Eric,
I tried to call cache_on() first than the cpufixeup() in cpu.c to fix the "slow ecc clear" problem. It still works that way. Is there any reason we can't do this ?
Ollie
Li-Ta Lo ollie@lanl.gov writes:
Eric,
I tried to call cache_on() first than the cpufixeup() in cpu.c to fix the "slow ecc clear" problem. It still works that way. Is there any reason we can't do this ?
Hmm. I don't see this. I have the cache on and things clear quite quickly. I may have a slightly different calling order then the standard tree.
Ollie can you compare what is checked into the tree with the last release I did for Lightning? It works there...
Eric
On Fri, 2004-03-26 at 01:06, Eric W. Biederman wrote:
Li-Ta Lo ollie@lanl.gov writes:
Eric,
I tried to call cache_on() first than the cpufixeup() in cpu.c to fix the "slow ecc clear" problem. It still works that way. Is there any reason we can't do this ?
Hmm. I don't see this. I have the cache on and things clear quite quickly. I may have a slightly different calling order then the standard tree.

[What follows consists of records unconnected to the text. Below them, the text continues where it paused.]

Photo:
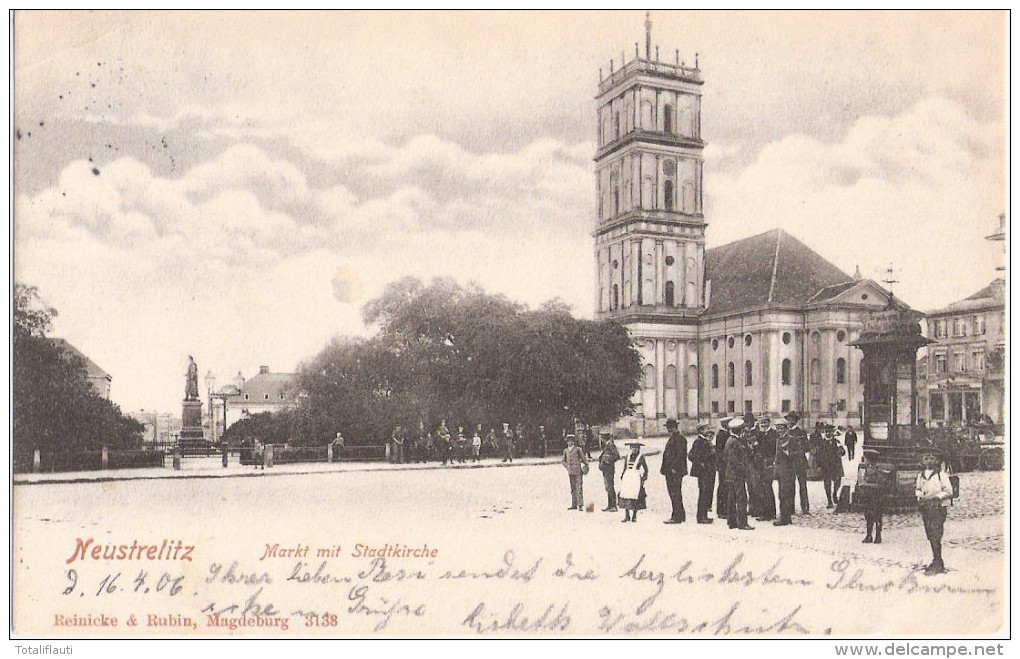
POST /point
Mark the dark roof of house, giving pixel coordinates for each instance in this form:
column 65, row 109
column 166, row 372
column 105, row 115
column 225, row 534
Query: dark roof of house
column 770, row 269
column 92, row 368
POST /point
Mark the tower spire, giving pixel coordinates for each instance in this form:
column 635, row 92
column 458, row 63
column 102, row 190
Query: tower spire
column 648, row 35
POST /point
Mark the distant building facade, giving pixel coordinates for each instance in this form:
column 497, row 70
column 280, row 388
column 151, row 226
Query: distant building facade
column 763, row 324
column 963, row 376
column 265, row 392
column 99, row 378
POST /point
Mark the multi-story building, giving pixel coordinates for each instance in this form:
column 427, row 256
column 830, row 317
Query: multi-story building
column 266, row 392
column 100, row 379
column 962, row 375
column 762, row 324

Ollie can you compare what is checked into the tree with the last release I did for Lightning? It works there...
In LNXI tree it's like:
/* Turn on caching if we haven't already */ cache_on(mem);
display_cpuid(); mtrr_check(); #if 1 /* some cpus need a fixup done. This is the hook for doing that. */ cpufixup(mem); #endif
and in the CVS tree it's:
/* some cpus need a fixup done. This is the hook for doing that. */ cpufixup(mem);
/* Turn on caching if we haven't already */ cache_on(mem);
display_cpuid(); mtrr_check();
Ollie
On Fri, 2004-03-26 at 01:06, Eric W. Biederman wrote:
Li-Ta Lo ollie@lanl.gov writes:
Eric,
I tried to call cache_on() first than the cpufixeup() in cpu.c to fix the "slow ecc clear" problem. It still works that way. Is there any reason we can't do this ?
Hmm. I don't see this. I have the cache on and things clear quite quickly. I may have a slightly different calling order then the standard tree.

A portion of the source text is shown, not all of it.